The wind was blowing, and we were sailing!
And, you know what happens when we go sailing …
Clothes come off! I’m kidding. They do, but only the outer layers. We love the sun. Phillip went top-side to enjoy the view from the bow, and I (of course) followed.
“You looking for a mate?”
It was a big day for us and a beautiful day on the water. We knew, then and there, we would spend our best days on her.
10 thoughts on “June 7, 2013 – Bottle smash and blood!”
Congrats! So when do you head for the islands?
Hey there! Good to hear from you! Soon, my friend. The plan is to sail the west coast of Florida this winter, then head to the Keys/Bahamas next spring – after skiing season, of course! We have a lot of hobbies!

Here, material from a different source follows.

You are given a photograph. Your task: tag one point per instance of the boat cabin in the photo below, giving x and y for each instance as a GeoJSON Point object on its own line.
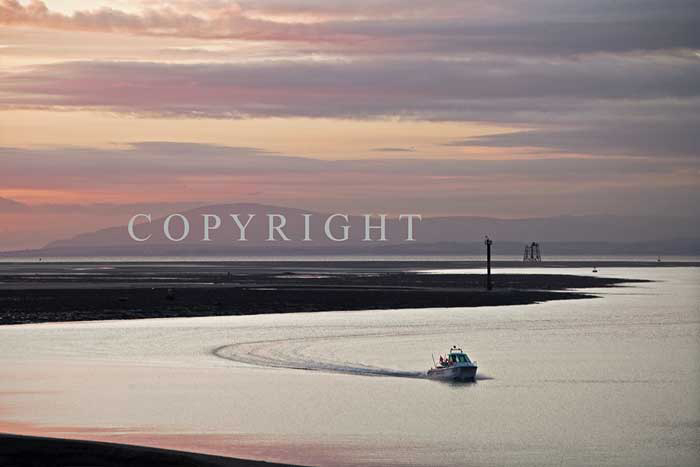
{"type": "Point", "coordinates": [456, 355]}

How’s everyone in ole’ Indiana?
Have y’all figured out how you feel about cold weather sailing yet? As in, do you think you’ll keep heading out over the winter or call it off till spring? I see in the picture that there’s a Charlie Noble on deck, so I’m guessing you have some kind of heater on board. Personally, we’re more the warm summer breezes type, and take the winter off for haulouts and maintenance. We took Eagle out a time or two the first winter we owned her and basically sat there looking at each other saying “Well, this pretty much sucks” while our noses ran and ears ached.
For better or for worse we are both fair and foul weather sailors. We just bring extra tissues and plan warm, hearty meals. We’re planning to cruise around the Florida coast this winter.
I thought you guys both had day jobs? Are you taking a sabbatical to spend the winter cruising or have you decided to open a maritime law practice?
Of course we do, but we make time for the things we love. It’s all about balance. But, maritime law?? I’d rather try and hack it as a writer first. (Wink, wink).
Annie-Phillip, it looked like a glorious christening. Sorry about your bloody finger. Sounds like the title to a book, ‘The Bloody Christening.’
I wish you many happy days on the water, My toast: “May you always face the sun, with the wind at your back and never have a bad day!”
James M. Copeland
The Bloody Christening, huh? Sounds a little gruesome, but I’d certainly read it! Thanks for the toast. We certainly spend our best days out on the water.
Best days are on the water, no doubt. =) No blood, no guts, no glory!
That’s definitely been the case so far. I usually come back from a passage looking like I survived a UFC cage fight! Who knew sailing would be so brutal?!?